If your account is outside the Free Tier, this lab will cost less than $0.05.
Clean-Up / Teardown
[!WARNING] Remember to run the teardown commands to avoid ongoing charges. Even though S3 storage is cheap, leaving unused resources is a bad cloud practice.
Run the following commands to delete the objects and the S3 bucket. AI services (Comprehend, Translate, Polly) are stateless in this lab and do not require teardown.

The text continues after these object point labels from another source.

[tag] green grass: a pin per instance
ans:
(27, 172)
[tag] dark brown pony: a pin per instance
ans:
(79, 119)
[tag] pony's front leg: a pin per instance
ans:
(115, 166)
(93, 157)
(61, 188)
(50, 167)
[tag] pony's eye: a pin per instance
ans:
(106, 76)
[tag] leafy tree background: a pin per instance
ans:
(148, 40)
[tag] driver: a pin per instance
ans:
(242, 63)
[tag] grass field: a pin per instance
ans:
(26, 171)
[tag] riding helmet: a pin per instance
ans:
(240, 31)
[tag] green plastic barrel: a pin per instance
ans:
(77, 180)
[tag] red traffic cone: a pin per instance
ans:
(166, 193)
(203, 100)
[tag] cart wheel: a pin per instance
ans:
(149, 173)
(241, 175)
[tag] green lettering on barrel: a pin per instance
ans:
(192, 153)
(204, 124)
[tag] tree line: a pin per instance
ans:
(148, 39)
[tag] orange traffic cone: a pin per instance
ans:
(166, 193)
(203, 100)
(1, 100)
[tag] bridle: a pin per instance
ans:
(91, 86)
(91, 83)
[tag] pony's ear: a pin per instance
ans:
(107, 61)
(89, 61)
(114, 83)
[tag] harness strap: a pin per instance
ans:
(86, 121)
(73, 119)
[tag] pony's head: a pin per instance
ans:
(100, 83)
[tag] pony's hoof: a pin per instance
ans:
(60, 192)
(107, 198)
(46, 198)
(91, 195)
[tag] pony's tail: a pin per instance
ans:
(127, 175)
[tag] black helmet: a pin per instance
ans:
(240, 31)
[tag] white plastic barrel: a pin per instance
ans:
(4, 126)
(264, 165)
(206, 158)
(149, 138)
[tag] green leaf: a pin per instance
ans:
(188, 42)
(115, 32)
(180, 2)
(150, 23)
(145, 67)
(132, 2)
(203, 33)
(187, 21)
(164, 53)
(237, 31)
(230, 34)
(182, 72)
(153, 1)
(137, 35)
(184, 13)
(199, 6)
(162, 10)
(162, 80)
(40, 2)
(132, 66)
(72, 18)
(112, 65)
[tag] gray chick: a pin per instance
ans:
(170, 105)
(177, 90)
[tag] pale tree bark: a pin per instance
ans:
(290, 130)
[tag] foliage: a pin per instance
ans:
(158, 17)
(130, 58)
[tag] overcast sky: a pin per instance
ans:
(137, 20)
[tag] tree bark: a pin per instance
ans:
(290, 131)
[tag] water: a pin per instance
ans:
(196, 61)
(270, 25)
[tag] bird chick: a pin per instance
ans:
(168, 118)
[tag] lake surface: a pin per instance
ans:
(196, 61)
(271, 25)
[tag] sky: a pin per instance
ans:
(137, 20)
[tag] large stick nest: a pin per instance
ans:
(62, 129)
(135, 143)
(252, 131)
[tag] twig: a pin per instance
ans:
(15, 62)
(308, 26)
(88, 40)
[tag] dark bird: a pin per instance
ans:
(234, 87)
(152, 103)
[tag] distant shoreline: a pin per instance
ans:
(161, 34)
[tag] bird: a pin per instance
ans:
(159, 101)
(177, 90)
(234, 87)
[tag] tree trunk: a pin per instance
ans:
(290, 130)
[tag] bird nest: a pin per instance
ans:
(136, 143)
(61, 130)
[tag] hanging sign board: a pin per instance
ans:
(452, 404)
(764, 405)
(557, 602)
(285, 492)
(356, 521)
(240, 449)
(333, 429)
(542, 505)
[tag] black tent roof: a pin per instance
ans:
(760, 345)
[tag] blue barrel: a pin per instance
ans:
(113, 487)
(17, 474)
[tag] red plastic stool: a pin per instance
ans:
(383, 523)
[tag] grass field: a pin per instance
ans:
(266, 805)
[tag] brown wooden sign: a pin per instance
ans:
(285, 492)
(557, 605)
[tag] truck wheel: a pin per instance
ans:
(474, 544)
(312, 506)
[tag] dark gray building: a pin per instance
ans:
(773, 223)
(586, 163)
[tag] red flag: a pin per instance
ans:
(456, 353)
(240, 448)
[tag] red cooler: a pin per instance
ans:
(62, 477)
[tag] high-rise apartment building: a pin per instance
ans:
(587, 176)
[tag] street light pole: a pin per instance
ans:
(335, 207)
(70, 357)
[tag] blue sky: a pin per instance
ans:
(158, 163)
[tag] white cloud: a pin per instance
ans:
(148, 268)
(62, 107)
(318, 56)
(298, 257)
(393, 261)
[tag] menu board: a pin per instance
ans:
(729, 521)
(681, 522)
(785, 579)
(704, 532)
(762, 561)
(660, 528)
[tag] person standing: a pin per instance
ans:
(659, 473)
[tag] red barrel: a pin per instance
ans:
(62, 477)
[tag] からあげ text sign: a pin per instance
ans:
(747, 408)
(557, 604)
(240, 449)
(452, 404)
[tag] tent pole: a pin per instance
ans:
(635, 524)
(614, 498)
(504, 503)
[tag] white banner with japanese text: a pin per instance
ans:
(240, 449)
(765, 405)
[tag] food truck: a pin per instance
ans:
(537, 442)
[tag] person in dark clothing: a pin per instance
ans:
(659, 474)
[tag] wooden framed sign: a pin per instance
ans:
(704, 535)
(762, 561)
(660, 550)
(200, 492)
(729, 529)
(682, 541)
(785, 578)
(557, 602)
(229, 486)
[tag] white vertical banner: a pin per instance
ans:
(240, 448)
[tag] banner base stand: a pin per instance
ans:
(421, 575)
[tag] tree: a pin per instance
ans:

# 1. Delete the local file
rm speech.mp3
# 2. Empty the S3 bucket
aws s3 rm s3://brainybee-lab-ai-usecases-<YOUR_ACCOUNT_ID> --recursive
# 3. Delete the S3 bucket
aws s3 rb s3://brainybee-lab-ai-usecases-<YOUR_ACCOUNT_ID>Troubleshooting
| Common Error | Cause | Fix |
|---|---|---|
BucketAlreadyExists | S3 bucket names are globally unique across all AWS customers. | Append a random string or your account ID to your bucket name. |
AccessDeniedException | The IAM user/role running the CLI does not have the required permissions. | Attach the AdministratorAccess or specific service policies (e.g., ComprehendReadOnly) to your IAM user. |
InvalidRegion | AWS CLI is defaulting to a region where a service isn't supported. | Explicitly add --region us-east-1 to your commands. |
Could not connect to the endpoint URL | Your internet connection is blocked, or the region name is misspelled. | Check your VPN/Firewall and ensure the region is typed correctly (us-east-1). |
Stretch Challenge
Ready to test your skills without step-by-step guidance? Try this:
Goal: Use Amazon Rekognition to analyze a public image of a warehouse and detect the objects (labels) inside it. This simulates an inventory tracking/manufacturing AI use case.
▶Show solution
# Provide an image directly from an S3 bucket (AWS hosts a public sample bucket for Rekognition)
aws rekognition detect-labels \
--region us-east-1 \
--image '{"S3Object":{"Bucket":"console-sample-images-us-east-1","Name":"skateboard.jpg"}}' \
--max-labels 5Note: Replace skateboard.jpg with another image name if you upload your own to your S3 bucket!